100% agree with #1 and #2, but setting aside cookie cutter phrases what has changed over the last ~20 or so years? We had a balanced budget in the 1990's, and low-ish deficits in the 2000's. So in 2008 we just hit the SPEND button and never looked back? And yes, I know that entitlements are driving a lot of that, but why did we lose the will to do something about it?
GHW Bush cared so much that it cost him an election, probably. Maybe there's my answer.
I get what you are asking here and I can't really answer but I do want to try and to start with some clarifications.
It isn't just the last 15-20 years, more like the last 40. The Social Security Tax was periodically increased from inception up until the early 1980s and it hasn't been raised since.
Medicare, which is in a bigger hole than SS, hasn't been increased in the same time despite adding the enormous additional expenditure of Rx coverage.
Up until the early 1980s (ish) there seemed to be some general bipartisan agreement that this needed to be dealt with and at least some attempts were made to deal with it then all of that stopped for no apparent reason.
No my effort/guess at why:
It wasn't until fairly recently that SS and Medicare became a HUMONGOUS part of the budget. According to the Treasury, Federal Expenditures (as a portion of total Federal Expenditures) are:
- 21% SS
- 14% Medicare
- 14% Interest
- 13% Health
- 13% Defense
- 11% Income Security
- 5% VA
- 2% Ed, Training, Employment, and Social Services
- 2% Transportation
- 1% Natural Resources and Environment
- 3% Other
Note that for FY 2024 the Federal Government had:
- $4.92T revenue
- $6.75T expenditures
- $1.83T Deficit
The $1.83T deficit represents 37% of revenues or 27% of expenditures.
One reason it really doesn't get the attention it deserves is that the problem is so big that anything that could actually solve it would be either:
- An enormous tax increase, or
- An enormous spending cut, or
- Some combination of #1 and #2.
SS and Medicare taxes make up roughly 33.5% of total Federal Revenues so they would need to be DOUBLED to close the gap.

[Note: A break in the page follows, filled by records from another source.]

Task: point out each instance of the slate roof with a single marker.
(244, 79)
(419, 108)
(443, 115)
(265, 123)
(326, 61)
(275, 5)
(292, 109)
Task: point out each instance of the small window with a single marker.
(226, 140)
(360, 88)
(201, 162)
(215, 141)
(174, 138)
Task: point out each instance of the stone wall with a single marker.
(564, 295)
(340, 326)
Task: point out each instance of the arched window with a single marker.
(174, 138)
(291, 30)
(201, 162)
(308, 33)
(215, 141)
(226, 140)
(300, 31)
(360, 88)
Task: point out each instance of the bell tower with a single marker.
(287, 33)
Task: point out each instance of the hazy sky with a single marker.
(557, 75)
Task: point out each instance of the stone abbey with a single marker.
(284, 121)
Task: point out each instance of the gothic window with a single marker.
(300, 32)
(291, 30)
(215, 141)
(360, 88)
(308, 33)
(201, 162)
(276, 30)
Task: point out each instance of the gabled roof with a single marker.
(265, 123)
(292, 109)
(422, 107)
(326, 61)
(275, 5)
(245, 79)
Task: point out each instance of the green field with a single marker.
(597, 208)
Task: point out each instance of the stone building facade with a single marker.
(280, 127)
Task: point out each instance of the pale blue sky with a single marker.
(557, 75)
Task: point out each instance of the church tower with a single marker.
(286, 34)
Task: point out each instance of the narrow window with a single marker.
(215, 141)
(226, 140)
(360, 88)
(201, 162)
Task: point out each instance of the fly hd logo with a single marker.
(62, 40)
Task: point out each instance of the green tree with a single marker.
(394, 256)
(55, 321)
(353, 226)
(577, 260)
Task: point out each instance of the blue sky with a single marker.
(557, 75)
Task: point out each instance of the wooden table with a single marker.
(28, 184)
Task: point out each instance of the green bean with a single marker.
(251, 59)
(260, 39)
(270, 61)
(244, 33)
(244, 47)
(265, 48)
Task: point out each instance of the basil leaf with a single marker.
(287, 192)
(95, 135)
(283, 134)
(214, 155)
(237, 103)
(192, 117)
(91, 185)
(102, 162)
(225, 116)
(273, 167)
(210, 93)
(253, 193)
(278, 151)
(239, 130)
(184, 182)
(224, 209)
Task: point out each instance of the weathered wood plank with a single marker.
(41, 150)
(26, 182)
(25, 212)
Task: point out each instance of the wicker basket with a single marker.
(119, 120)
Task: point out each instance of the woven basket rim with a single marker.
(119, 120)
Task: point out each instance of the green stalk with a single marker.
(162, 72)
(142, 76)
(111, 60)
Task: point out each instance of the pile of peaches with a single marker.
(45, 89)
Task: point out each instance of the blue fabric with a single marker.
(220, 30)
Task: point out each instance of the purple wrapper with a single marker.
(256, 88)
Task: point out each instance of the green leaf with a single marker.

Alternatively, individual income taxes make up ~50% of Federal Revenues so they would need to be increased (the revenue not the rates) by 67% to close the gap.
You can't even make an appreciable dent in this without either a tax increase that would send ALL Republicans and most Democrats running (and stall the economy) or spending cuts that would send ALL Democrats and most Republicans running (and have issues of it's own).
SS, Medicare, and Interest together make up ~50% of Federal Spending. If you aren't cutting those (and you basically can't) then you can't solve this on the expenditure side without practically shutting down the rest of the Federal Government.
On the Revenue side, I would argue that a tax increase big enough to make an appreciable impact would quickly run into Arthur Laffer's curve and not generate nearly what was hoped for.